Sean Morris is the director at Toprank International Vehicle Importers, a registered importer and dealer with its US headquarters in Cypress, California, a quiet suburb of Los Angeles. Tucked away in an innocent-looking business park, the company’s office gives no outside clues to its status as a pillar of modern car culture. Except, of course, for the spotless Skyline GT-Rs that are usually parked out front.
In the murky underworld of privately imported cars, the Toprank name carries a rare air of sophistication. As one owner told me, "It’s almost like you can have a GT-R, or you can have a Toprank GT-R." The firm does more than just imports and sales – it conducts in-depth vehicle inspections, offers service and repairs, and can help customers track down hard-to-find parts or specific models upon request. Toprank has also helped build a cottage industry around Japanese Domestic Market (JDM) machinery, vehicles built specifically for sale in Japan, with extravagant services and practices that many outside the car world might find hard to believe.
Morris can come off as gruff. He is known for chewing people out and famously has no problem telling someone if he thinks they’re wrong. He once described a positive friendship to me with the words, "I think I only threatened to punch him in the face once." One of his favorite stories to tell is the time he offered to lecture a local branch of U.S. Immigration and Customs Enforcement officers on the various ways they commonly misunderstand their own laws.
"I don’t know everything," the 48-year-old Morris told me, "but I know a lot."
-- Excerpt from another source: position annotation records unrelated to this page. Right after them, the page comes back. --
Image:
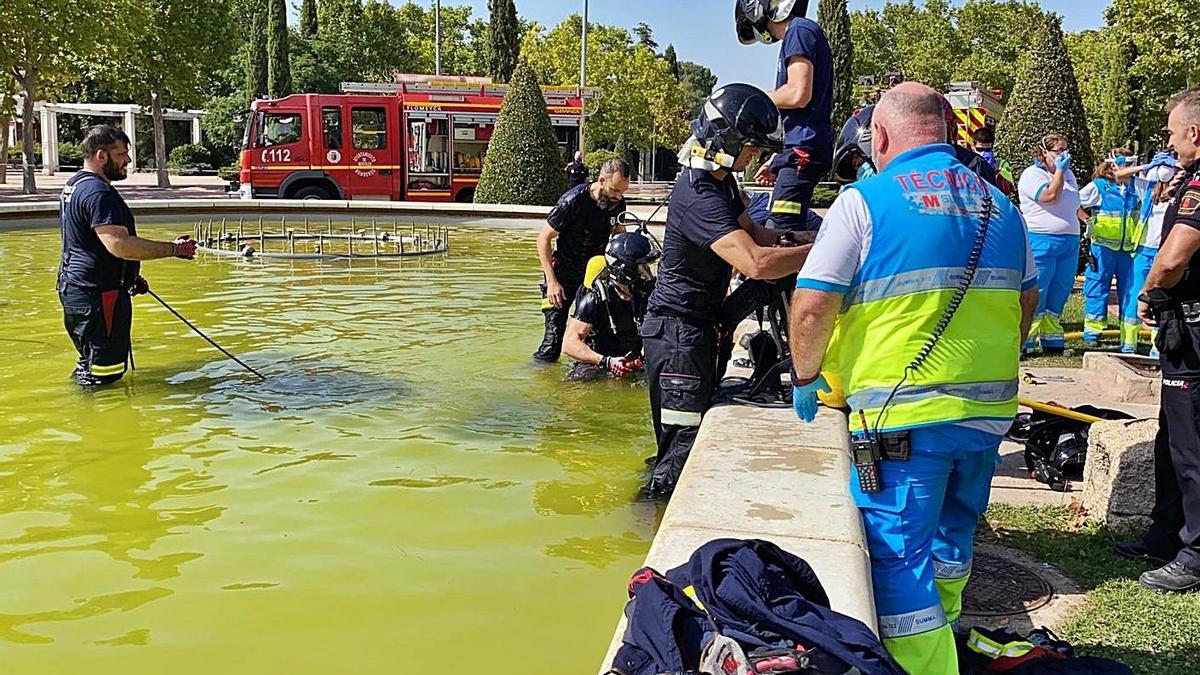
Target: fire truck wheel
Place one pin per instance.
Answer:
(311, 192)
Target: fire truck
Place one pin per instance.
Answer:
(975, 108)
(406, 141)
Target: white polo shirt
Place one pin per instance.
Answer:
(1056, 217)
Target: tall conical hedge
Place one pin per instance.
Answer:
(523, 165)
(1045, 100)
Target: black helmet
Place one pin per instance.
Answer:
(855, 141)
(629, 256)
(750, 17)
(736, 117)
(1056, 447)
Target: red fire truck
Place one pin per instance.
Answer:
(411, 141)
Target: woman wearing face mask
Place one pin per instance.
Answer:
(1158, 173)
(1049, 197)
(1116, 230)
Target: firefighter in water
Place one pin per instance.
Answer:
(582, 221)
(601, 335)
(804, 97)
(101, 258)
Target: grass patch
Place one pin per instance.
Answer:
(1073, 322)
(1153, 633)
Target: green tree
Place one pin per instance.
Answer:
(672, 60)
(641, 97)
(1045, 100)
(646, 36)
(523, 163)
(834, 18)
(171, 60)
(996, 34)
(43, 43)
(256, 57)
(697, 83)
(504, 39)
(279, 67)
(309, 18)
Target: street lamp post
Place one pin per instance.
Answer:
(437, 37)
(583, 75)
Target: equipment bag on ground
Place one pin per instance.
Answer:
(742, 607)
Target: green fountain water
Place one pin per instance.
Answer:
(405, 494)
Confusion abounds in the Skyline community. Lying and cheating are rampant. People regularly come to Morris when they want something done the right way or to fix their mistakes after they’ve ventured too far down the wrong path. His straightforward style isn’t always gentle, but he likes to think it helps people make informed decisions. One person with more than 20 years in this world told me that Morris is, in his experience, "the only guy to truly be straight-up."
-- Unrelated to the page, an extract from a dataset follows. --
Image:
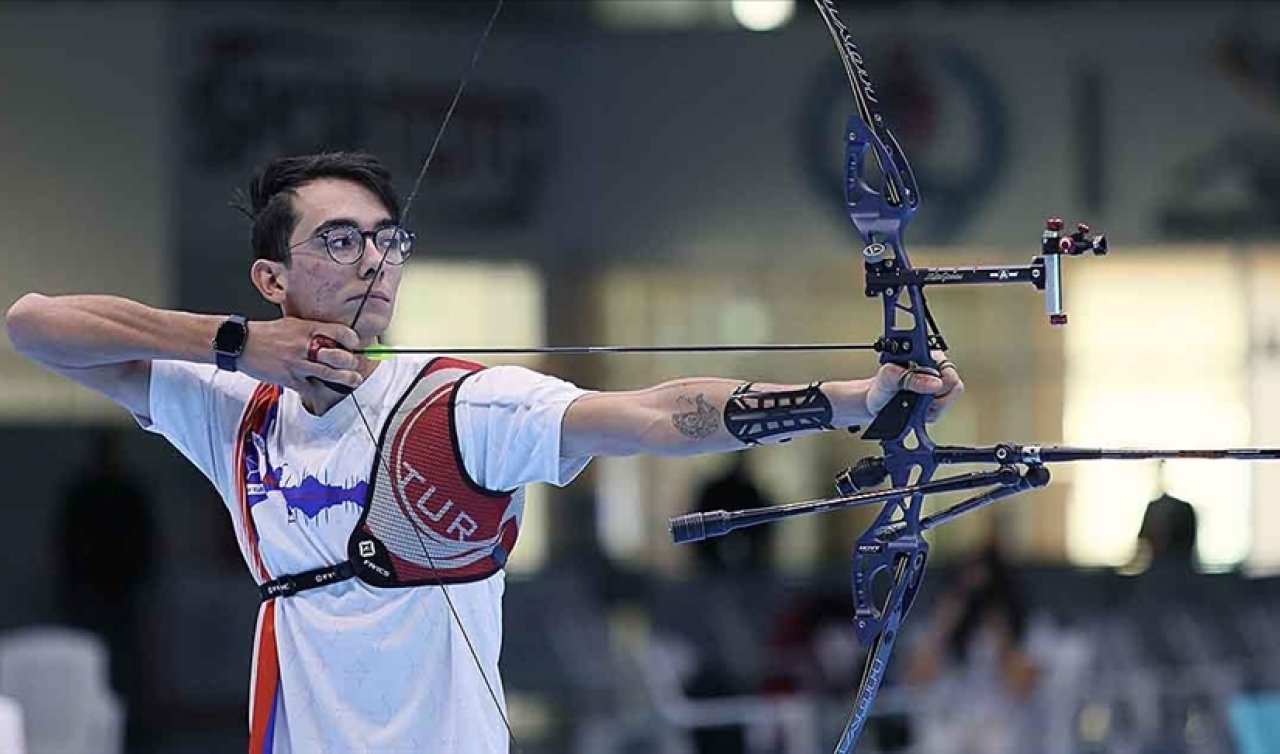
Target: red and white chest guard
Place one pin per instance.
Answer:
(426, 521)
Plenty of unscrupulous dealers promise easy solutions that leave customers high and dry. For every company like Toprank, there are many others that will bungle the process, resulting in the government seizing your vehicle or even sending it to the crusher. Some of those firms demand nonrefundable cash down payments, then fail to deliver a car at all. In a business where passionate customers often hand over deposits of $20,000 or $30,000 for an unseen car an ocean away, trust is everything. "You can’t afford to do it wrong," Morris said.
Soon, I was hanging out at the Toprank office all the time. I dodged Nerf-gun fights during Christmas break when employees brought their kids to the office. I was there when an associate walked through the front door and handed Morris the elusive California environmental certification for a JDM Honda Civic Type R, a document he had waited on for nearly a year. This piece of paper meant the importing process was complete, and the car that had been taking up prime real estate in his lot could finally be shipped to its owner. Morris hugged it tightly to his chest, and smiled mockingly, then danced around the room with it.
If anyone could help me find a true understanding of the GT-R dream, I thought, it was this guy.